You have force and take with you the sense that I am thus deeply in your debt. The sense that has always been mine, that I should not be restless, sad, or weary with one who combined force with tenderness and delicacy, has become certainty. This is much; it is an assurance, also a promise. Yes, there is one who understands, and when we are separated and I can no longer tell the impulse or the want of the moment, still I will not forget that there has been one.

But I feel that you begin to go, that you are much taken from me already by your plagues and your preparations.

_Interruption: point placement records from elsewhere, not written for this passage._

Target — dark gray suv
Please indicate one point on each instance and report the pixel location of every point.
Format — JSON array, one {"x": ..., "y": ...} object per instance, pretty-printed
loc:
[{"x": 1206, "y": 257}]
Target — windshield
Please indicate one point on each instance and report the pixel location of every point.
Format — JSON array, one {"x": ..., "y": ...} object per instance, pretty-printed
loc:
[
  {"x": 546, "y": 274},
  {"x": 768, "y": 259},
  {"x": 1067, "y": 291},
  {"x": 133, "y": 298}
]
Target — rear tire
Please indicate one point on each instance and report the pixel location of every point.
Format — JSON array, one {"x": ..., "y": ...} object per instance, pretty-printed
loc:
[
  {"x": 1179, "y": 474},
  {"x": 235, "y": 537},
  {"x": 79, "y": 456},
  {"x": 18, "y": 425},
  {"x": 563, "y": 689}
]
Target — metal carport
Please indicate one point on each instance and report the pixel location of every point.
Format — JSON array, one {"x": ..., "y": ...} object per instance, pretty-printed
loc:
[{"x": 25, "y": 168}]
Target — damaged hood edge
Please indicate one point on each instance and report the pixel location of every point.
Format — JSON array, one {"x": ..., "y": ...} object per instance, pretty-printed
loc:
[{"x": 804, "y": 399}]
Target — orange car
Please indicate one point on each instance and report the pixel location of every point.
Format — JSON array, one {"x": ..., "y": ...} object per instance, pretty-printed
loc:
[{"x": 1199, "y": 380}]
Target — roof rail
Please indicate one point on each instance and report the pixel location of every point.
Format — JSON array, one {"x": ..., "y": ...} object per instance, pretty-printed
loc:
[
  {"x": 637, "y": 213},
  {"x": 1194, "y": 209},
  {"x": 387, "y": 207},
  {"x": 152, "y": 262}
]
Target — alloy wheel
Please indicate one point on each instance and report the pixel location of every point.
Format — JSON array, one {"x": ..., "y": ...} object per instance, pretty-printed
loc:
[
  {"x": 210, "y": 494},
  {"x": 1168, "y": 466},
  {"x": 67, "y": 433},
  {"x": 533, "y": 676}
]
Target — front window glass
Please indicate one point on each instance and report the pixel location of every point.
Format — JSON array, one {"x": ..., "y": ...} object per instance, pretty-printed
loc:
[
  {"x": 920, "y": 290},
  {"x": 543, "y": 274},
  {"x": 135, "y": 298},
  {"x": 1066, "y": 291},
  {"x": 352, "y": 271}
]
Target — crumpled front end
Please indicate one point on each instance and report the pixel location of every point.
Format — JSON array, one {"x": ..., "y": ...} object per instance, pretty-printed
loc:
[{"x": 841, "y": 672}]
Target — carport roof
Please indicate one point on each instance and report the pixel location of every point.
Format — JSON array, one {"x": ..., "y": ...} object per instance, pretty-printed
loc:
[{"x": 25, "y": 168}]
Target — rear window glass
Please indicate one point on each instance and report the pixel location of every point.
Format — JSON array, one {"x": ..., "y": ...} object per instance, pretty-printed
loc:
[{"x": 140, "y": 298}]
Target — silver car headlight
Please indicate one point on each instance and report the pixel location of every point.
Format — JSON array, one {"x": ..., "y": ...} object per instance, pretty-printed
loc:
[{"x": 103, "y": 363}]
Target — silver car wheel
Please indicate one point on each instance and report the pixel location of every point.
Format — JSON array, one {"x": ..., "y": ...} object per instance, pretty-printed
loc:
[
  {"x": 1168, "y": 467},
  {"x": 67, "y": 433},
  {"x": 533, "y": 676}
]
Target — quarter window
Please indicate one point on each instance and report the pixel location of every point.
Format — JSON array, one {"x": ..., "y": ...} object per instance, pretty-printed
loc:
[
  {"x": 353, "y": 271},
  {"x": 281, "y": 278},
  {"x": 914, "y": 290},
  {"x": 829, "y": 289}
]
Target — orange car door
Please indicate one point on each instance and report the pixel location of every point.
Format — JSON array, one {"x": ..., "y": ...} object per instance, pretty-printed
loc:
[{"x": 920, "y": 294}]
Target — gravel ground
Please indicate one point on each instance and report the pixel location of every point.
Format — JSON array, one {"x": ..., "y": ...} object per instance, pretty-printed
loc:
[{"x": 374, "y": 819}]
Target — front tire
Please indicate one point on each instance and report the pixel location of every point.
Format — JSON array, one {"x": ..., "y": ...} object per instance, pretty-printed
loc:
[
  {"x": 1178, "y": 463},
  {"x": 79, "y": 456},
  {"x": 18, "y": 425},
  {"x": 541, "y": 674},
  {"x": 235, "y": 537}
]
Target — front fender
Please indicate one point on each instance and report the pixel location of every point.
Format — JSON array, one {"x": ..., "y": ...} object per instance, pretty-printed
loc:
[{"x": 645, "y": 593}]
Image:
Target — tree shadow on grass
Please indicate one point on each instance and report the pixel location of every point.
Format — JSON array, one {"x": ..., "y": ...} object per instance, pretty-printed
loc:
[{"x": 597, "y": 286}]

I have been very ill; last night the pain in my neck became so violent, that I could not lie still and passed a night suffering and sleepless. There were in the house no remedies and none to apply them. I went crying into town this morning, my nerves all ajar and the pain worse than ever; it was a sort of tic douloureux.—I brought out a very strong remedy and since applying it, have been asleep. Now, waking almost free from pain, earth seems almost as good as heaven. Still, it hurts me to lean down my head and write. I must look rather out of the window on the soft shadowy landscape, which stills me. Put me in mind then, when we meet, to say two or three little things I had meant to write, and Lebewohl!

How dull reads this letter, burn it—“take heart from out the breast” read that. Let me say in reply to your last, that you had better leave my letters. You will not find it of any use to take them with you. They have been like manna, possible to use for food in their day, but they are not immortal like their source. Let them perish! Let me burn them. Keep my image in the soul without such aids and it will be more livingly true and avail you more.